This is a question from a practice workbook for a college entrance exam.
Let $A$ denote the set of all real numbers other than 0 and 1. A function $f:A \to R$ satisfies $f(x) + f(1 - \frac{1}{x}) = \ln|x|, \forall x \in A$ then the value of $\int_0^1f(x)dx$ is ?
I tried adjusting the integral $I = \int_0^1f(x)dx$ into a different form by using the substitution $x = 1 - \frac{1}{t}$
This gives $ I = -\int_1^\infty f(1 - \frac{1}{t})\frac{dt}{t^2}$ I expected a form with similar limits so I could add them and apply the functional equation but am unsure of how to proceed from here.

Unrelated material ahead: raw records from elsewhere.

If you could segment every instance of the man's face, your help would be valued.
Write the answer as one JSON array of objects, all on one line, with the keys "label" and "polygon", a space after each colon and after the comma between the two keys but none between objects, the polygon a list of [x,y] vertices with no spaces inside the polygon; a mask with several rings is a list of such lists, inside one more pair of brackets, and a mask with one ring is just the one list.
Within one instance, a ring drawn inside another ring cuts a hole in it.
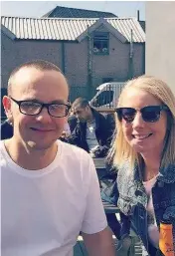
[{"label": "man's face", "polygon": [[87,122],[88,119],[88,107],[81,108],[76,107],[74,109],[74,114],[76,115],[77,119],[83,123]]},{"label": "man's face", "polygon": [[[40,71],[23,68],[14,77],[12,98],[17,101],[63,103],[68,101],[68,85],[57,71]],[[14,139],[35,149],[47,149],[61,136],[67,118],[54,118],[44,108],[36,116],[21,114],[18,105],[9,98],[3,99],[6,113],[14,123]]]}]

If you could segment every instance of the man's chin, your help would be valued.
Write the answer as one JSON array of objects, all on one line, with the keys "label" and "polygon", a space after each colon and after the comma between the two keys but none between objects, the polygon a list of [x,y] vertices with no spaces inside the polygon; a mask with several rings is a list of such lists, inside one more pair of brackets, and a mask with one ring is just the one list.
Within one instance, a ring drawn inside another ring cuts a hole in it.
[{"label": "man's chin", "polygon": [[30,147],[31,150],[47,150],[51,148],[54,145],[55,141],[52,142],[36,142],[36,141],[28,141],[27,144]]}]

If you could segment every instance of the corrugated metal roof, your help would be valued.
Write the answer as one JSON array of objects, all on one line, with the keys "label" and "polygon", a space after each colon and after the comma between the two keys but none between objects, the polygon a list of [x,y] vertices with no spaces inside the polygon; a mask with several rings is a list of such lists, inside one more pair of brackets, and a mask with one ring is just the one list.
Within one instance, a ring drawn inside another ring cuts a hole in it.
[{"label": "corrugated metal roof", "polygon": [[101,11],[92,11],[85,10],[78,8],[70,8],[57,6],[53,10],[49,11],[43,17],[55,17],[55,18],[112,18],[117,17],[113,13],[101,12]]},{"label": "corrugated metal roof", "polygon": [[[106,18],[113,28],[130,41],[145,42],[145,33],[136,18]],[[31,40],[69,40],[75,41],[98,19],[62,19],[62,18],[22,18],[1,17],[1,23],[15,34],[17,39]]]}]

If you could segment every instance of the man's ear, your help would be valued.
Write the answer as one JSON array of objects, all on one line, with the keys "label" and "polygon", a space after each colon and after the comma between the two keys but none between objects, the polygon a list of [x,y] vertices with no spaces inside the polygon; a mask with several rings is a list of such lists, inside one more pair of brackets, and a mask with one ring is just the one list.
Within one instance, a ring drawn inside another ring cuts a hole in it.
[{"label": "man's ear", "polygon": [[4,106],[4,110],[5,110],[5,114],[7,116],[7,119],[9,121],[12,121],[12,105],[11,105],[11,100],[8,96],[4,96],[3,99],[2,99],[2,103],[3,103],[3,106]]}]

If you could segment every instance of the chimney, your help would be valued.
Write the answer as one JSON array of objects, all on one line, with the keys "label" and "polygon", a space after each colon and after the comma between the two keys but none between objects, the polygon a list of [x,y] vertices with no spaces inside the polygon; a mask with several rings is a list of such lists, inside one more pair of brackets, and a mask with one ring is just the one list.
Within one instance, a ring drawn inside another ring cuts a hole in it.
[{"label": "chimney", "polygon": [[137,21],[140,21],[140,11],[137,10]]}]

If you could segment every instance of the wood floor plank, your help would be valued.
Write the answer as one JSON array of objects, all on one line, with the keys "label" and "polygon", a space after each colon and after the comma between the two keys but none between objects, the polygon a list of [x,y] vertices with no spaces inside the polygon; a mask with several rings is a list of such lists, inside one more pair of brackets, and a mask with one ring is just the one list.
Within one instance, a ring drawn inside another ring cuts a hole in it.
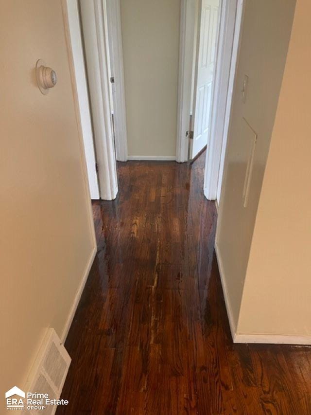
[{"label": "wood floor plank", "polygon": [[311,414],[310,347],[232,343],[205,157],[118,163],[117,198],[93,202],[57,414]]}]

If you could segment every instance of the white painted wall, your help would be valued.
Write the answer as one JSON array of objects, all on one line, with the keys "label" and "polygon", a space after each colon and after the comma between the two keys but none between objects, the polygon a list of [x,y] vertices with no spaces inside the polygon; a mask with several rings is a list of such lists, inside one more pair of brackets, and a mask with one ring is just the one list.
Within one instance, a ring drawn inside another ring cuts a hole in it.
[{"label": "white painted wall", "polygon": [[78,0],[67,0],[69,28],[74,71],[77,82],[79,108],[86,153],[88,185],[92,199],[99,199],[89,103],[81,39]]},{"label": "white painted wall", "polygon": [[129,156],[176,156],[180,14],[180,0],[121,0]]},{"label": "white painted wall", "polygon": [[[12,385],[23,388],[47,327],[64,340],[96,241],[62,2],[0,4],[3,398]],[[46,95],[35,80],[38,58],[57,75]]]},{"label": "white painted wall", "polygon": [[238,331],[311,343],[311,3],[298,0]]},{"label": "white painted wall", "polygon": [[[288,0],[286,7],[283,0],[248,0],[245,3],[216,236],[227,307],[234,332],[295,3]],[[244,103],[241,90],[245,74],[249,80]],[[258,134],[258,140],[249,202],[244,207],[243,193],[252,137],[247,123]]]}]

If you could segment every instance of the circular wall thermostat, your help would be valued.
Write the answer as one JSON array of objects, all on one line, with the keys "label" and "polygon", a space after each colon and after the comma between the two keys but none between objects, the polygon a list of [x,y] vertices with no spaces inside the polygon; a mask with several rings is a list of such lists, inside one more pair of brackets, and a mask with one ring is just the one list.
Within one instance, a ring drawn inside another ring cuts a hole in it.
[{"label": "circular wall thermostat", "polygon": [[56,72],[47,66],[41,59],[37,61],[35,72],[39,89],[44,95],[46,95],[49,90],[56,85],[57,80]]}]

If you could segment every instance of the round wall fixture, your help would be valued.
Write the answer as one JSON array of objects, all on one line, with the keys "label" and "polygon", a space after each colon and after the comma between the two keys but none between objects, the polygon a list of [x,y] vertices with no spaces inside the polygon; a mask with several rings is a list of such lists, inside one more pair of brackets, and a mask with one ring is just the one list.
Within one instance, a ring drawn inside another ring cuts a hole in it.
[{"label": "round wall fixture", "polygon": [[46,66],[41,59],[37,61],[35,72],[39,89],[44,95],[46,95],[50,89],[56,85],[57,80],[56,72],[51,68]]}]

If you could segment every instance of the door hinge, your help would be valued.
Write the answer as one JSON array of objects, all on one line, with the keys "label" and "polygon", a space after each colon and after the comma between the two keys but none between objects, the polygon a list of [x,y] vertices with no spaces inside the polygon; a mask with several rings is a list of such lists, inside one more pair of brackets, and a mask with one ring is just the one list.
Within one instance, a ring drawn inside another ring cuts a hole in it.
[{"label": "door hinge", "polygon": [[186,133],[186,136],[188,137],[188,138],[190,138],[190,140],[193,140],[193,131],[187,131]]}]

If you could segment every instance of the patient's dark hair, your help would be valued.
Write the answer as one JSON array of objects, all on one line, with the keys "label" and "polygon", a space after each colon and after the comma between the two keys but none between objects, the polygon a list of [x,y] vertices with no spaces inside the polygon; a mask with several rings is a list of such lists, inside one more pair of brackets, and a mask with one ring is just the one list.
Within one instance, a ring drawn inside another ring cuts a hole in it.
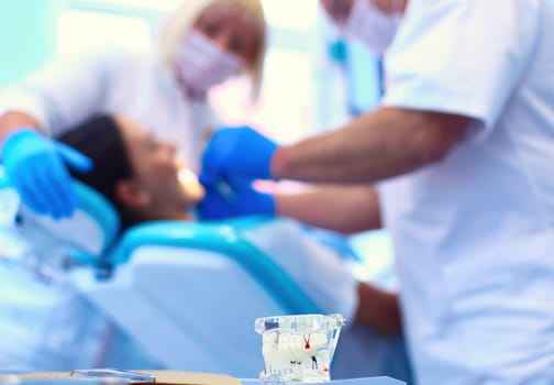
[{"label": "patient's dark hair", "polygon": [[95,117],[57,139],[92,160],[95,166],[90,173],[70,173],[75,179],[92,187],[115,207],[121,219],[121,230],[144,221],[144,218],[123,206],[115,195],[118,182],[131,178],[133,169],[123,138],[112,117]]}]

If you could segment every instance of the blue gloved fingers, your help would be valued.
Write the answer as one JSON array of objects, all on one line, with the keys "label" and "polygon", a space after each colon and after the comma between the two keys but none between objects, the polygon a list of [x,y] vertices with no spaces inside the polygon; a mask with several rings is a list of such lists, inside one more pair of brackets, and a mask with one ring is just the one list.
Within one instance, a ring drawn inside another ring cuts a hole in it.
[{"label": "blue gloved fingers", "polygon": [[55,146],[62,158],[75,170],[78,170],[79,173],[88,173],[92,169],[92,160],[80,151],[77,151],[62,142],[56,142]]},{"label": "blue gloved fingers", "polygon": [[13,186],[18,190],[21,201],[36,213],[46,213],[47,205],[44,196],[35,188],[36,176],[29,173],[21,173],[21,176],[13,179]]},{"label": "blue gloved fingers", "polygon": [[233,146],[233,143],[228,141],[225,136],[229,136],[228,130],[215,132],[202,155],[199,180],[204,186],[213,186],[221,176],[223,160],[228,157]]},{"label": "blue gloved fingers", "polygon": [[198,205],[198,212],[202,220],[218,220],[226,217],[230,202],[215,188],[207,187],[206,196]]},{"label": "blue gloved fingers", "polygon": [[53,216],[69,218],[77,207],[77,195],[66,165],[62,160],[56,158],[49,164],[44,175],[49,176],[49,180],[45,183],[45,189],[48,191]]}]

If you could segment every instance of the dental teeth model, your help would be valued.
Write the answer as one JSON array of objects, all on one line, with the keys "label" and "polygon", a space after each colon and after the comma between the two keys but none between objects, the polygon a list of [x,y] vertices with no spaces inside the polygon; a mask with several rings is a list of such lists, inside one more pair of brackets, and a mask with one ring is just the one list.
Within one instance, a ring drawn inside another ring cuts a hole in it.
[{"label": "dental teeth model", "polygon": [[340,314],[256,319],[265,366],[259,380],[265,385],[331,381],[331,361],[344,324]]},{"label": "dental teeth model", "polygon": [[262,343],[262,354],[269,373],[286,376],[290,381],[329,376],[326,332],[273,332],[264,334]]}]

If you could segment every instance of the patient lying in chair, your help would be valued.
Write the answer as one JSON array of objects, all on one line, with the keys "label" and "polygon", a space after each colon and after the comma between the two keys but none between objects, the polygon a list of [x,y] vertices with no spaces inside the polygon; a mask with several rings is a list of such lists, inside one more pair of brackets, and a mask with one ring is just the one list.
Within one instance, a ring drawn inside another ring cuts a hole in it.
[{"label": "patient lying in chair", "polygon": [[[119,116],[98,117],[59,140],[93,160],[91,173],[75,177],[114,205],[123,229],[153,220],[196,220],[193,208],[203,198],[202,185],[186,169],[185,162],[176,157],[174,145],[158,141],[134,120]],[[308,237],[295,232],[290,222],[281,232],[284,238],[273,241],[277,245],[291,242],[293,237]],[[263,232],[262,229],[259,233]],[[397,296],[356,282],[341,258],[321,245],[317,248],[310,249],[310,268],[315,270],[315,274],[318,268],[336,272],[336,279],[320,283],[332,287],[328,289],[331,294],[320,300],[331,310],[343,312],[350,322],[383,334],[400,334]]]}]

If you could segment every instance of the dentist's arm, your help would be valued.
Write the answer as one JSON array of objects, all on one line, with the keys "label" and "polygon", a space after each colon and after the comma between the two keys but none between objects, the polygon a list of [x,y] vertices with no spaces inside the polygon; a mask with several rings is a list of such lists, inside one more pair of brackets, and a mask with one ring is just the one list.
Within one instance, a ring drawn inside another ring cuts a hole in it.
[{"label": "dentist's arm", "polygon": [[274,178],[374,183],[441,161],[465,134],[469,118],[380,108],[345,127],[278,147]]},{"label": "dentist's arm", "polygon": [[274,178],[312,183],[374,183],[441,161],[470,119],[379,108],[346,125],[278,146],[248,128],[219,131],[202,160],[202,178]]},{"label": "dentist's arm", "polygon": [[33,117],[15,111],[0,117],[0,158],[23,204],[54,219],[70,217],[77,206],[68,166],[92,168],[90,158],[51,140]]},{"label": "dentist's arm", "polygon": [[318,186],[313,190],[275,195],[276,213],[352,234],[381,228],[379,199],[370,186]]}]

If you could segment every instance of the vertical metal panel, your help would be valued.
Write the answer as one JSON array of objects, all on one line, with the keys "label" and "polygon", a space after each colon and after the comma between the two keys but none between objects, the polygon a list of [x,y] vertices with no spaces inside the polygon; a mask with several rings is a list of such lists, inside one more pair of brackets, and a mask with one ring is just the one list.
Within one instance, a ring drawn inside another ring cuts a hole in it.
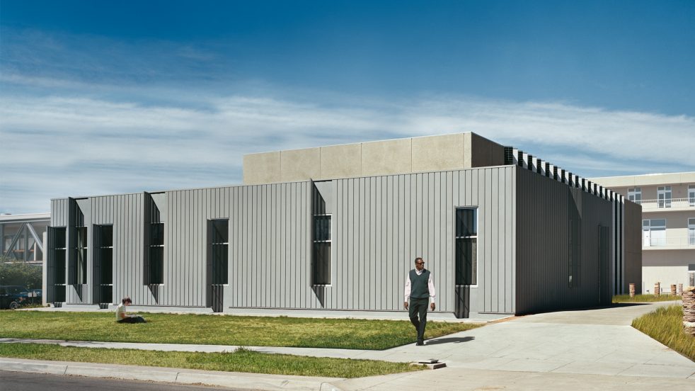
[{"label": "vertical metal panel", "polygon": [[[435,276],[439,310],[452,312],[454,208],[478,207],[480,274],[471,310],[510,312],[515,289],[514,169],[333,181],[332,280],[322,290],[312,289],[309,278],[309,182],[167,192],[159,303],[144,285],[144,195],[95,198],[91,219],[114,225],[115,299],[130,295],[138,305],[207,305],[207,221],[229,218],[226,307],[401,310],[406,273],[422,256]],[[52,202],[54,225],[60,222],[63,203]]]},{"label": "vertical metal panel", "polygon": [[[609,201],[527,170],[517,170],[516,311],[519,313],[605,304],[599,292],[599,227],[610,227]],[[581,253],[570,287],[570,211],[578,216]],[[608,295],[609,299],[609,295]]]}]

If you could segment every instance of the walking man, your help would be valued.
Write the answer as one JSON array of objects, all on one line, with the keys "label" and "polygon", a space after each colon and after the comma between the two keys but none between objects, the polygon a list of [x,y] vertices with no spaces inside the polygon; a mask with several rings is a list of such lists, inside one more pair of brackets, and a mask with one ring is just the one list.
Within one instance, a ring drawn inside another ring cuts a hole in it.
[{"label": "walking man", "polygon": [[[406,276],[406,289],[403,294],[406,300],[403,306],[408,310],[410,322],[418,332],[418,343],[415,344],[421,346],[425,344],[427,304],[430,305],[430,309],[434,311],[435,293],[432,273],[425,268],[425,261],[419,256],[415,259],[415,268]],[[410,299],[410,305],[408,305],[408,299]]]}]

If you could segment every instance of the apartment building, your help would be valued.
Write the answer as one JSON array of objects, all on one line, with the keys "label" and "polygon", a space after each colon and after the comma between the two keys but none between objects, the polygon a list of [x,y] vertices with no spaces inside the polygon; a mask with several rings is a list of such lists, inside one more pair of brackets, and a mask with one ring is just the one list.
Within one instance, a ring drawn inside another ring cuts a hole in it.
[{"label": "apartment building", "polygon": [[643,291],[695,285],[695,172],[593,181],[642,205]]}]

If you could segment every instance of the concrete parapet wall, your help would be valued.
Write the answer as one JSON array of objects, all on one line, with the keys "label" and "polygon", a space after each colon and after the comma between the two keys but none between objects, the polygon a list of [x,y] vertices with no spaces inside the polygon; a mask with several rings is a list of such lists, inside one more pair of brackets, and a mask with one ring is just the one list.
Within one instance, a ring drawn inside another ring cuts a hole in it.
[{"label": "concrete parapet wall", "polygon": [[247,185],[448,171],[504,164],[504,147],[455,133],[251,154]]}]

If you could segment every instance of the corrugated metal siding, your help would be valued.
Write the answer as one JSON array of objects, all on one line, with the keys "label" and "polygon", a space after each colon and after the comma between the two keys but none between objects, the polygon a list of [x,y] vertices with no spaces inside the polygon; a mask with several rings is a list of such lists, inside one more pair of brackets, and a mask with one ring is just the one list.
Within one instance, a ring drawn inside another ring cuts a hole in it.
[{"label": "corrugated metal siding", "polygon": [[[598,264],[598,227],[612,227],[611,201],[525,169],[517,174],[517,312],[609,302],[610,249]],[[580,217],[579,286],[569,288],[568,227]],[[601,273],[603,274],[601,274]],[[599,280],[604,278],[603,283]]]},{"label": "corrugated metal siding", "polygon": [[[438,310],[453,312],[454,210],[478,207],[479,276],[478,286],[471,289],[471,311],[511,313],[515,169],[321,184],[330,200],[326,212],[333,216],[331,284],[326,287],[311,285],[311,182],[166,192],[166,202],[159,203],[166,216],[164,283],[155,287],[144,285],[144,194],[93,197],[86,223],[90,235],[93,225],[113,225],[115,301],[130,295],[139,305],[207,305],[207,222],[222,218],[229,219],[225,307],[401,310],[406,273],[421,256],[435,278]],[[66,205],[53,202],[52,225],[64,221]],[[91,247],[89,264],[93,252]]]},{"label": "corrugated metal siding", "polygon": [[478,286],[471,312],[512,312],[515,168],[335,180],[336,279],[326,308],[400,310],[416,256],[427,262],[439,310],[454,311],[454,215],[478,208]]}]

The thing to notice here is that if $1-\frac 1x $ is composed with itself twice, it gives the identity function, $x$. Starting with $$f(x) +f\left ( 1-\frac 1x \right) =\ln |x| $$ transform $x\to 1-\frac 1x$: $$f\left( 1-\frac 1x \right)+f\left(\frac{1}{1-x}\right) =\ln \left | 1-\frac 1x \right | $$ Do the same transformation again: $$f\left( \frac{1}{1-x} \right) +f(x) = \ln \left | \frac{1}{1-x} \right | $$ This gives you three equations in three variables. Solve for $f(x)$ : $$f(x) =\frac 12 \ln \left | \frac{x^2}{(x-1)^2} \right | = \ln |x| -\ln |x-1| $$ Now you may do the integral without any trouble.